In response to calls for more organized women’s intercollegiate athletics, it would take several decades for women’s sports at St. Lawrence to get beyond isolated instances of intercollegiate competition.  In the intervening years, a variety of sports with varying formats were introduced at St. Lawrence, some for men as well as women: soccer, golf, volleyball, badminton and ping-pong. 

Intercollegiate athletic activity was minimal at best throughout World War II. Skiing became firmly entrenched; established in the late 1930s, the women’s team continued to travel to various collegiate winter carnival events, winning the UVM carnival in 1948. Although it did not yet include competition against other schools, the WAA-sponsored Spring Riding Show was considered a major campus activity.

A Fencing Club, open to women and men, was established in 1948.  The club sponsored men’s and women’s teams drawn from its membership.  Fencers including Dot Norton ’53, Hedevig “Deddy” Frolich ’52, Thelma Gore ’51, Nathalie Norton ’53 and Nancy Des Reis ’54 were part of a four-year winning streak, 1950-54. 

For almost 20 years, from the end of World War II into the mid-1960s, a “typical WAA year” reflected what was happening at St.
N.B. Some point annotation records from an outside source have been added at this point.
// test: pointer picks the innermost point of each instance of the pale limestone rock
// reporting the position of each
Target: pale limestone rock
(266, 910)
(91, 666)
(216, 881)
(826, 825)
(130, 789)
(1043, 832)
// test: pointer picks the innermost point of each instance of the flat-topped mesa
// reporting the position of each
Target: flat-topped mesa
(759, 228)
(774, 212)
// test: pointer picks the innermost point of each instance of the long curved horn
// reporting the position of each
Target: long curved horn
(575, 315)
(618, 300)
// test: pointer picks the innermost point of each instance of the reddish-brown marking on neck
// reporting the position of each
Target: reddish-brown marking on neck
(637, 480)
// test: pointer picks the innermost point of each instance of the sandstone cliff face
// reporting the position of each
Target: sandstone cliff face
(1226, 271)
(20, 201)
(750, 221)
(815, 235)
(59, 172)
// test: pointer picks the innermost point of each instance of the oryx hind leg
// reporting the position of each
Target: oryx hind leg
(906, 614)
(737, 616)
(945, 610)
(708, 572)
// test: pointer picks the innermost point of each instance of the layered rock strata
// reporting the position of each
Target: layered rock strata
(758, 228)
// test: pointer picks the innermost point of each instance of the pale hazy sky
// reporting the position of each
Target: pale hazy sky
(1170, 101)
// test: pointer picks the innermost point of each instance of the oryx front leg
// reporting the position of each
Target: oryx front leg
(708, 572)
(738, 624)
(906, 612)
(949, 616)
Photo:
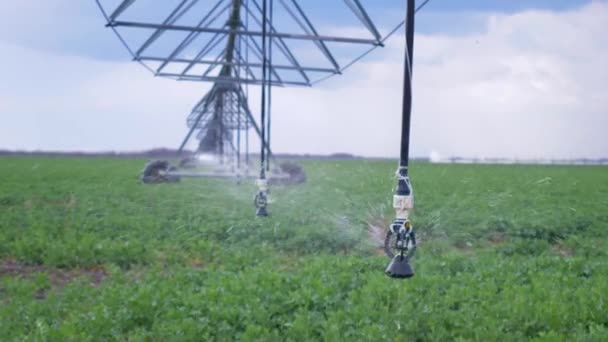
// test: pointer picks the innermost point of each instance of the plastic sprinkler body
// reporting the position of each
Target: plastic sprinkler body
(261, 198)
(400, 242)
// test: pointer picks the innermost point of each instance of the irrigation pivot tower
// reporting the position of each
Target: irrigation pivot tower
(234, 44)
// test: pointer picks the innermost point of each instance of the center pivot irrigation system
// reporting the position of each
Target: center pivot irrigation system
(233, 44)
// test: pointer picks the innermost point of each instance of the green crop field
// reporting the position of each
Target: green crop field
(506, 253)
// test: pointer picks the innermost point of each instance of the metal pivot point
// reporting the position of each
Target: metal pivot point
(402, 230)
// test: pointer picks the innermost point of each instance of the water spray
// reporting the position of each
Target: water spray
(400, 241)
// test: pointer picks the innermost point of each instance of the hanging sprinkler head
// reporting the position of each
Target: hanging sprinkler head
(400, 241)
(261, 198)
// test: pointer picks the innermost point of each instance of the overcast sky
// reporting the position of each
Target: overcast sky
(517, 79)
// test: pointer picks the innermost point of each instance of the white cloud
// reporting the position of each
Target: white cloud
(526, 85)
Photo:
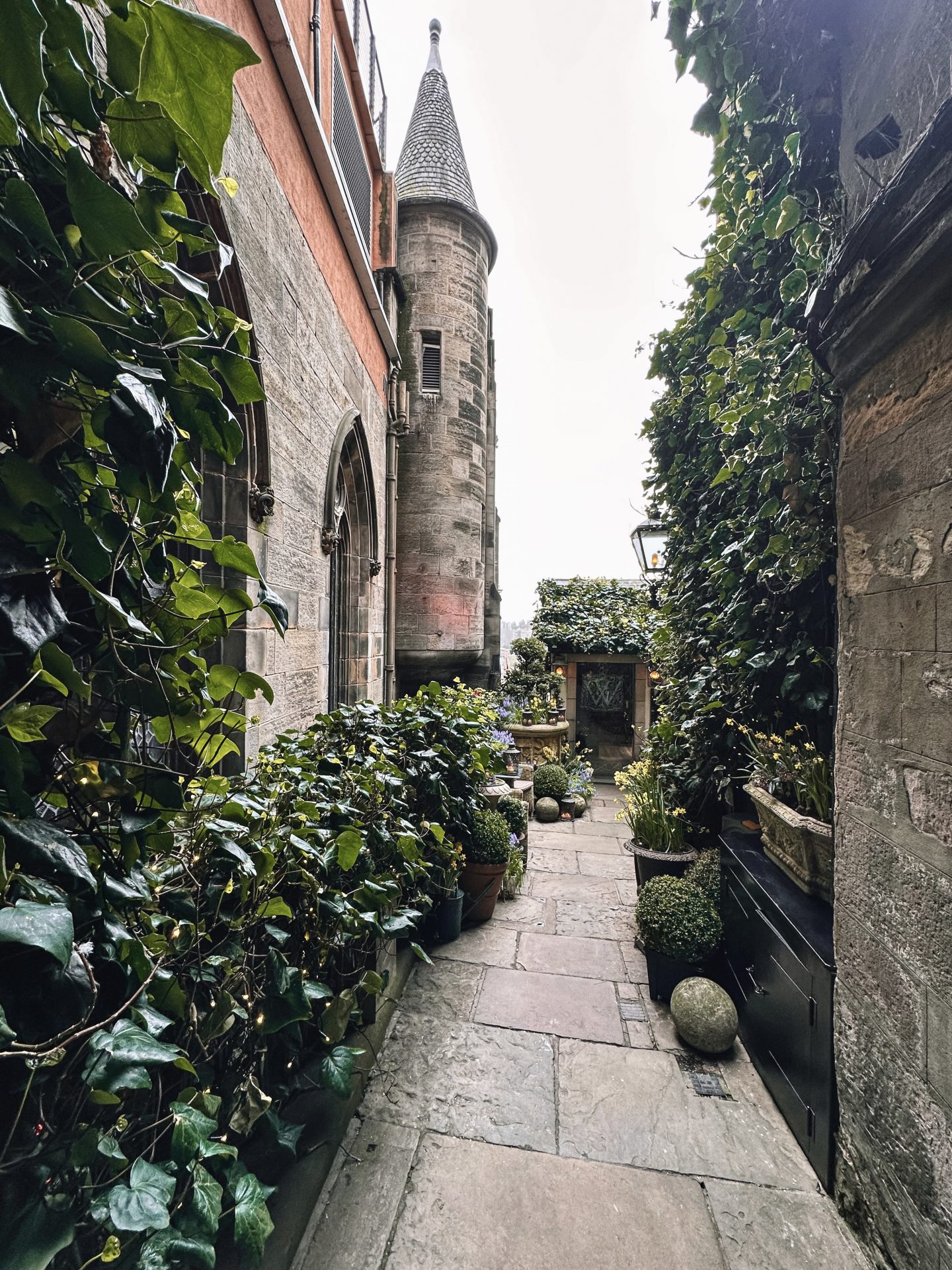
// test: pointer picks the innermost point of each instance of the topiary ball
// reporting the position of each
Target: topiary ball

Lawrence as the anti-competitive era in women’s sports slowly drew to a close.  In addition to the fall, winter and spring “play days,” annual events included a fall mountain climbing trip in the Adirondacks, followed by a Halloween party.  “The WAA on Ice” was the main winter event; the annual horse show was featured in the spring. 

Changing Programs and the Impact of Title IX (1968-1974)

“No person shall…. on the basis of sex, be excluded from participation
in, be denied the benefits of, or be subjected to discrimination under any educational programs or activities receiving federal financial assistance.”
Title IX – Education Act of 1972

In her article “Women’s Pre-Title IX Sports History in the United States,” Nancy Struna states that there was “a dynamic and continuing growth of women’s sports in the late 1960’s” (  St. Lawrence’s women were not left behind in this movement.
Throughout the 1960s, Women’s Athletic and Recreation Association (WARA, the successor to the WAA) sports days became less frequent and department-sponsored teams were organized.  By the close of the decade, limited game schedules for intercollegiate competition began to grow for field hockey, tennis and basketball.

In the fall of 1974, the merging of the men’s and women’s departments paved the way for a committed effort to adhere to both the spirit and the letter of Title IX.  Women’s intercollegiate offerings continued to grow, with soccer, ice hockey, volleyball, swimming, cross country and track and field.  Later, softball was elevated from club status.  When crew, golf and squash were added in the late 1990s for both women and men, the college reached its current level of offerings – 15 for men, 16 for women and one, riding, which is coeducational in the modern meaning of the word.